Yesterday, though, was not one of those times. Asked to proved a list of top-five most-storied programs in college football history, Russo turned in homework with mostly correct answers. Oklahoma at No. 5, USC at No. 4, Alabama at No. 3, Michigan at No. 2, and Notre Dame at No. 1.

Reliably, the blowback cascaded forth. Which is a data point proving my working theory that people will just assume Russo is wrong even when he isn't because how could an old man know anything? How could the only person on television with a working appreciation for an era before quarterbacks named Mackenzie or Tanner or Bryson know anything?

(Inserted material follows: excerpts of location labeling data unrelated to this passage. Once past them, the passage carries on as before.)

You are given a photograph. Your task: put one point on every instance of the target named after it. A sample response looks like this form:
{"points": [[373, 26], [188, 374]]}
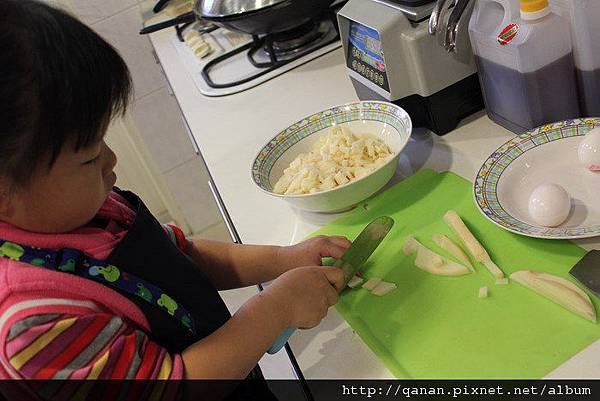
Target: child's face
{"points": [[68, 195]]}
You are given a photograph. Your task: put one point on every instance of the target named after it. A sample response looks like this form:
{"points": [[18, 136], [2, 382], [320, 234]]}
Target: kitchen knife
{"points": [[587, 271], [351, 261]]}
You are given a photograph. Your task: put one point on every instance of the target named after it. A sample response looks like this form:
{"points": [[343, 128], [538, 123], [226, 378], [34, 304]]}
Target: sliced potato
{"points": [[430, 261], [371, 283], [450, 246], [558, 290], [470, 242], [383, 288]]}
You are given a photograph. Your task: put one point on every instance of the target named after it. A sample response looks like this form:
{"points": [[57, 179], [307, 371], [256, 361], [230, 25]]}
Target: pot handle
{"points": [[182, 19]]}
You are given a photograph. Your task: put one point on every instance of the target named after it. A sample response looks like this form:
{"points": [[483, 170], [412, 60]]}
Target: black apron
{"points": [[147, 252]]}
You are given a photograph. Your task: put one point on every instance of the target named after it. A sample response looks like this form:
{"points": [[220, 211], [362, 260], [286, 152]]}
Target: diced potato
{"points": [[558, 290], [449, 246], [336, 159], [355, 282], [383, 288], [371, 283]]}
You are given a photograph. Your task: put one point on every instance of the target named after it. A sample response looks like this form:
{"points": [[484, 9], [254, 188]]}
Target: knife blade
{"points": [[351, 261], [587, 271], [363, 246]]}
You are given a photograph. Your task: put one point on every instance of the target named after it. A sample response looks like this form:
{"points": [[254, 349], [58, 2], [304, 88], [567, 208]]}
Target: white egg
{"points": [[589, 150], [549, 205]]}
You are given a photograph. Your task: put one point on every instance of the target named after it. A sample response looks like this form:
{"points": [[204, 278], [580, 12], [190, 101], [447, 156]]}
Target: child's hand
{"points": [[311, 251], [302, 296]]}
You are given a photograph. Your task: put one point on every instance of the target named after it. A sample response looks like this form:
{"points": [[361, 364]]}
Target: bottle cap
{"points": [[534, 9]]}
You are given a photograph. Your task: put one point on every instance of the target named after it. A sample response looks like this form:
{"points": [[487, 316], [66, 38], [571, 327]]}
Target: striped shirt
{"points": [[60, 326]]}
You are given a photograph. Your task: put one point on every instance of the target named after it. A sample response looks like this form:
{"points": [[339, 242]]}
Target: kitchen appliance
{"points": [[238, 61], [351, 261], [391, 55]]}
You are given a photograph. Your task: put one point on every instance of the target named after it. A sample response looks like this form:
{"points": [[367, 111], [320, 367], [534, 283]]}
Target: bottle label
{"points": [[508, 34]]}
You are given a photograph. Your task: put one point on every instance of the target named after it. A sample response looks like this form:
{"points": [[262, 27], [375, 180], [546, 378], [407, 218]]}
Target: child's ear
{"points": [[5, 199]]}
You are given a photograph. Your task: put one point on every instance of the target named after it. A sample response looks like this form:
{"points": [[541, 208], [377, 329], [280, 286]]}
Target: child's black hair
{"points": [[60, 83]]}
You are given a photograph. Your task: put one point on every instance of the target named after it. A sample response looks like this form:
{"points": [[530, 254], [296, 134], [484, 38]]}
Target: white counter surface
{"points": [[230, 130]]}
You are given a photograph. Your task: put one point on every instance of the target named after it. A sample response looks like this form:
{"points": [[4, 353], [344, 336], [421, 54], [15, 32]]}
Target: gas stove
{"points": [[222, 62]]}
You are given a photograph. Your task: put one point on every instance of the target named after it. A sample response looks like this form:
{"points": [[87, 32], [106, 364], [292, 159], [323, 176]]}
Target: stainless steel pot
{"points": [[254, 17]]}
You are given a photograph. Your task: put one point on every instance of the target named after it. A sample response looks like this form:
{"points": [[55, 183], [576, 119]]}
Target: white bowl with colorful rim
{"points": [[547, 154], [387, 121]]}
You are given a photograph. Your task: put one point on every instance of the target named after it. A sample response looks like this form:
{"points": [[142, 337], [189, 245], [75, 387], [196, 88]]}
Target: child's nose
{"points": [[111, 159]]}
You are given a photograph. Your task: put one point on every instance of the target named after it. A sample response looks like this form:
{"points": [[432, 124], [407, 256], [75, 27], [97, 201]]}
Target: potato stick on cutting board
{"points": [[470, 242]]}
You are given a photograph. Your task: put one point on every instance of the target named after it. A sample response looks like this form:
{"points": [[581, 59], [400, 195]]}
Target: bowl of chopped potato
{"points": [[336, 158]]}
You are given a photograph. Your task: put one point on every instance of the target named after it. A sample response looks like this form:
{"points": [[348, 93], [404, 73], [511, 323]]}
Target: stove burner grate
{"points": [[270, 52]]}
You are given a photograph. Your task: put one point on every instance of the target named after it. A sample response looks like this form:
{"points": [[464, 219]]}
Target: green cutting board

It's as simple as this. Freaking out about Russo putting Notre Dame and Michigan atop this thing is only telling on yourself. Freaking out that the SEC only has one school on it is telling on yourself. No conference, by the way, is featured twice and if you'll sit down I can inform you that the locus of the college football world was not always located where it is now.

Is this all dumb and trivial? Of course it is. Filler content on literally the slowest day on the sporting calendar is supposed to be. The point is, Russo is a necessary counter-balance to the crippling addiction of recency bias that plagues the sports punditry world. He may be loud wrong from time to time but at least he has some perspective. And I think it says more about the person who dismisses that perspective for the shiniest thing.

Russo's new gig has worked out splendidly for all involved. Including the viewer, who deserves to have their field of vision widened occasionally with a look into the past. Into the pre-Y2K world. To a time when the names Knute Rockne and Fielding Yost meant something. Because they still should.